I think after Artemis 3 they are supposed to have regular annual trips or something happening to the moon. Their window opens on April first but it could be later if they have issues. Here are some NASA livestream links
I think after Artemis 3 they are supposed to have regular annual trips or something happening to the moon. Their window opens on April first but it could be later if they have issues. Here are some NASA livestream links
Cool, they’re reproducing something they did 60 years ago with primitive tech, at 1000x the price. Quite the accomplishment.
I understand your cynicism, but these missions are ones for which the astronauts have trained for years. The fact that we go to space at all is one of the few things we do as a species that is a feat we can celebrate, and NASA is still in the business of science, rather than billionaire joyrides to space.

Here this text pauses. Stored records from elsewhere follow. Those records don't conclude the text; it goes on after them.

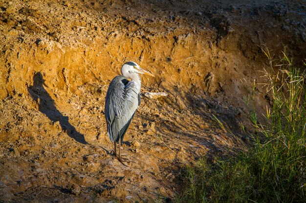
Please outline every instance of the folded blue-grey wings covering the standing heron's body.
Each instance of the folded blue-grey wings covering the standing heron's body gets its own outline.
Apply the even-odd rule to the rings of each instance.
[[[105,117],[111,142],[118,142],[123,136],[138,108],[139,87],[123,76],[115,77],[109,84],[106,95]]]

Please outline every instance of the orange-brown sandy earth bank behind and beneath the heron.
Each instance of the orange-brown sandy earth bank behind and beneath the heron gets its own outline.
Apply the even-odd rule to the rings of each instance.
[[[0,202],[173,202],[186,165],[248,145],[261,47],[302,64],[305,26],[305,0],[0,1]],[[130,60],[156,75],[142,92],[169,96],[142,97],[123,166],[104,103]]]

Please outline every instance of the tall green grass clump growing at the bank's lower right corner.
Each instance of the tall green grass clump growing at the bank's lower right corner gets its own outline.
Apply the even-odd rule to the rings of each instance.
[[[265,54],[272,106],[265,125],[258,122],[254,105],[250,111],[253,147],[236,157],[202,158],[188,166],[178,203],[306,202],[306,74],[285,54],[277,66]]]

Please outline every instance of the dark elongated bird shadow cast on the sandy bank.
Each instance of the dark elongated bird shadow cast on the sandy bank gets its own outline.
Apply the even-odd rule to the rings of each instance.
[[[88,144],[84,138],[84,135],[78,132],[74,126],[69,123],[68,116],[64,116],[57,110],[54,100],[50,94],[44,89],[43,75],[38,72],[33,76],[33,85],[27,88],[32,99],[37,102],[39,111],[44,113],[53,123],[59,122],[61,128],[67,133],[67,135],[73,138],[75,141],[81,144]]]

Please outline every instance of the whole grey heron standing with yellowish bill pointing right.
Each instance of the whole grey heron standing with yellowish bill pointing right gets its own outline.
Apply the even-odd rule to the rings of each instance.
[[[123,137],[140,105],[141,81],[138,74],[154,75],[132,61],[122,65],[121,74],[114,77],[109,84],[105,98],[105,118],[109,139],[114,143],[114,156],[117,156],[116,143],[118,143],[118,160],[123,164],[120,152]]]

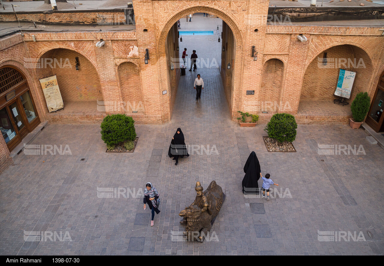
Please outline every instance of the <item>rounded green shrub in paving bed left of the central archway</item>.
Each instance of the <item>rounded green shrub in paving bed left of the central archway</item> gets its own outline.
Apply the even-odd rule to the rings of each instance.
[[[116,114],[107,115],[101,123],[101,139],[107,145],[116,145],[136,138],[135,121],[132,117]]]

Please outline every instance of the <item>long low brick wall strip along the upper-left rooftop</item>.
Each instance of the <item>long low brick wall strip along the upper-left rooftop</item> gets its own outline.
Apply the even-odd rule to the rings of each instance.
[[[53,12],[53,13],[17,13],[19,20],[50,22],[50,23],[76,23],[76,24],[99,24],[99,25],[121,25],[126,22],[124,12]],[[15,13],[0,13],[0,21],[17,21]]]

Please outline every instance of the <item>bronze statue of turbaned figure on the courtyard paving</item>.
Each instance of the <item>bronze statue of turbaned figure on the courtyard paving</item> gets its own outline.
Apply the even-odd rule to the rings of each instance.
[[[211,229],[225,200],[225,194],[216,181],[212,181],[204,192],[200,182],[196,182],[195,190],[195,201],[179,215],[183,217],[180,223],[186,225],[184,234],[187,240],[201,242]]]

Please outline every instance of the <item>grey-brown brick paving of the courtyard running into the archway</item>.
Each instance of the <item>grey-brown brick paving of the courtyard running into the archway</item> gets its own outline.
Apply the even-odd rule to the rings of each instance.
[[[21,153],[0,175],[0,255],[384,253],[383,149],[369,144],[363,130],[299,125],[296,153],[269,153],[264,125],[240,128],[230,120],[218,69],[202,69],[205,89],[198,102],[193,74],[180,78],[171,122],[136,125],[134,153],[106,153],[99,125],[48,124],[30,144],[68,145],[71,155]],[[191,156],[175,166],[167,152],[178,127]],[[324,155],[322,144],[356,145],[360,152]],[[280,185],[270,201],[241,192],[251,151],[262,174]],[[212,180],[227,196],[212,241],[177,241],[184,230],[178,213],[195,199],[195,182],[206,188]],[[146,182],[161,195],[154,227],[142,198],[134,197]],[[112,198],[100,194],[106,189]],[[127,189],[132,193],[124,197]],[[72,241],[24,241],[24,231],[68,232]],[[318,231],[361,231],[366,241],[344,241],[339,234],[340,241],[319,241]]]

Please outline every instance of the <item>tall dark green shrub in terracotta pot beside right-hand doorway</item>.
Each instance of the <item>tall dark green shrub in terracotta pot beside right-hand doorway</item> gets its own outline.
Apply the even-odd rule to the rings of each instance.
[[[349,126],[353,129],[357,129],[363,123],[365,116],[369,110],[371,99],[367,92],[360,92],[356,95],[351,104],[352,117],[349,118]]]

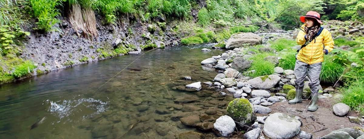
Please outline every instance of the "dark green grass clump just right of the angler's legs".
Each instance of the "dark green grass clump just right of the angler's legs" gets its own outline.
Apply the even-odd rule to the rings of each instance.
[[[333,62],[331,58],[325,58],[322,64],[320,80],[327,83],[335,83],[344,72],[344,66]]]

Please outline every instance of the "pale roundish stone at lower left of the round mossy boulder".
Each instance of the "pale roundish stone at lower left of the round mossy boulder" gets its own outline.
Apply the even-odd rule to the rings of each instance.
[[[232,134],[235,130],[235,126],[236,124],[233,118],[227,115],[220,116],[214,123],[214,129],[222,136],[229,136]]]

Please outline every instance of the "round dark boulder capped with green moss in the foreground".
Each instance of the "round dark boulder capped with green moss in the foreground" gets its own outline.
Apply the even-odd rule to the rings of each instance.
[[[227,115],[239,122],[238,125],[242,128],[245,127],[241,124],[250,126],[257,119],[252,103],[245,98],[236,98],[231,101],[226,111]]]

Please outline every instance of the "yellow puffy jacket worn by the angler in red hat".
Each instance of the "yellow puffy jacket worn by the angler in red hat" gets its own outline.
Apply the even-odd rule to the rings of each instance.
[[[302,25],[301,28],[304,30],[306,25]],[[306,33],[300,30],[297,35],[297,44],[303,45],[306,42]],[[331,33],[327,29],[323,29],[321,34],[312,40],[308,45],[300,50],[297,54],[297,60],[305,62],[307,64],[315,64],[324,61],[323,49],[327,49],[331,52],[334,49],[334,41],[332,40]]]

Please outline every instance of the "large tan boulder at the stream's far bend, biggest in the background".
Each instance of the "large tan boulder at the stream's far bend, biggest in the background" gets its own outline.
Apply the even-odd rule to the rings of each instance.
[[[244,44],[258,45],[262,44],[262,37],[251,32],[239,32],[233,34],[226,42],[226,49],[240,48]]]

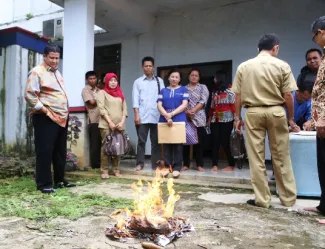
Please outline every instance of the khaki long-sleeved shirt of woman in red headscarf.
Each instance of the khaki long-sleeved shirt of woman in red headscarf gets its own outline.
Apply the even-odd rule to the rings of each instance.
[[[100,90],[97,93],[96,100],[100,113],[99,128],[109,129],[109,125],[103,117],[104,115],[108,115],[114,124],[121,122],[123,116],[127,117],[128,114],[125,100],[122,103],[121,98],[115,98],[104,90]],[[123,130],[124,129],[125,127],[123,127]]]

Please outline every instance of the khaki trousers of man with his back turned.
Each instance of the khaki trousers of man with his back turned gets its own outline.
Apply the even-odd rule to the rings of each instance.
[[[271,202],[265,167],[267,132],[280,201],[284,206],[293,206],[296,202],[296,182],[290,159],[289,130],[284,108],[282,106],[250,107],[246,111],[245,123],[255,204],[268,208]]]

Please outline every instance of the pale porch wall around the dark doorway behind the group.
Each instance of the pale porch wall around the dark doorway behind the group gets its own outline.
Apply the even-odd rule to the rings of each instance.
[[[290,64],[297,77],[306,50],[317,47],[311,41],[311,23],[324,11],[322,0],[266,0],[159,16],[153,32],[122,41],[121,83],[129,106],[131,139],[137,139],[131,91],[133,81],[142,75],[142,57],[154,56],[156,66],[232,60],[234,75],[241,62],[257,55],[260,36],[273,32],[281,39],[279,58]]]

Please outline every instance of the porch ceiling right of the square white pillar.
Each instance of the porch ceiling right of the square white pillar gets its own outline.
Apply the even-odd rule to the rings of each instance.
[[[64,0],[50,0],[64,7]],[[95,24],[108,31],[104,39],[146,32],[159,15],[182,14],[263,0],[96,0]]]

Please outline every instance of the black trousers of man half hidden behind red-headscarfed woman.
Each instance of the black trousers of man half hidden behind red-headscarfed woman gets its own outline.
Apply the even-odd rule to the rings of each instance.
[[[99,169],[102,139],[98,128],[98,123],[91,123],[88,125],[88,134],[89,134],[90,164],[93,169]]]

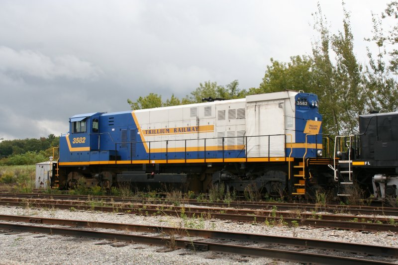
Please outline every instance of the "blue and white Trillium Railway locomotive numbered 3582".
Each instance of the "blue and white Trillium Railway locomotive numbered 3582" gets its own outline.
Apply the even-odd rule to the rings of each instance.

The sheer amount of effort that has gone into space exploration and what we’ve learned each time is awe-inspiring, and it’s something we’ve collectively done, in spite of all the dumb politicking and arbitrary land boundaries.
I’m not celebrating the expensive indulgences of Billionaires, who are more interested in showing off with billion dollar expenditures than do ANYTHING to help their fellow citizens.
Imagine if all these rich douchebags decided that instead sending more trash into space, they pledged the same money to end homelessness, end poverty, end hunger, and make everyone healthy?
Once that’s accomplished, then go ahead, spend the rest on giant fireworks into space, and I’ll cheer. But to do that BEFORE saving everybody else is just self-indulgent, and gross.
I’m not celebrating billionaire expenditures either. NASA does science, though, and is not a billionaire. The Artemis missions aren’t a billionaire’s idea. They are the product of scientific curiosity, and in this ultracapitalist hellscape, science and research still costs money.
Now to be fair, the program cost $93bil…but over 13 years (plus an additional $4.3bil over four launches). By comparison, ICE got $85bil in just a year, and the US DoW budget (because it sure isn’t defense) is $175bil just for 2026; over 13 years, they’d be $1.1tril and $2.3tril, respectively. These missions are a drop in the bucket versus the kind of money they could be spending on science and social programs.
Could you spend $93+4bil on social programs? Absolutely. But I vote cutting the budgets of actively harmful departments first, whose budgets are 10-20x that of these scientific ones.
Valid. The government needs a lot of reform, AND re-prioritizing. We care far too much about the wrong things.
I remember people freaking out about the cost of the Curiosity rover, but it cost less than Mitt Romney’s presidential campaign.
The cost of presidential campaigns is obscene, and is one of the things ruining this nation.
Campaign Finance Reform is the issue from which ALL other issues flow. If we intend to seriously reduce corruption in government, we must start by getting money out of campaigns. Any attempt to fight corruption without addressing Lobbying, which is the engine of corruption, fueling campaigns with quid pro quo deals for campaign contributions, is just theater. If a “government reformer” isn’t demanding reforms for lobbying and campaign contributions, they are a liar, and have no intention of really fighting the status quo.
While you are correct, NASA cannot send people to high earth orbit without endangering the astronauts. The crewed missions are dead in the water, but many do not realize this.
This situation exists because while NASA has increasingly severe political issues; the organization still has enough integrity to scrub the missions each time they are close to launch.
Other countries and private companies can later send astronauts safely. Nasa will require changes in American politics, that are not realistic, before they can get new ships and goals
How mich of it was space cowboy behavior vs security?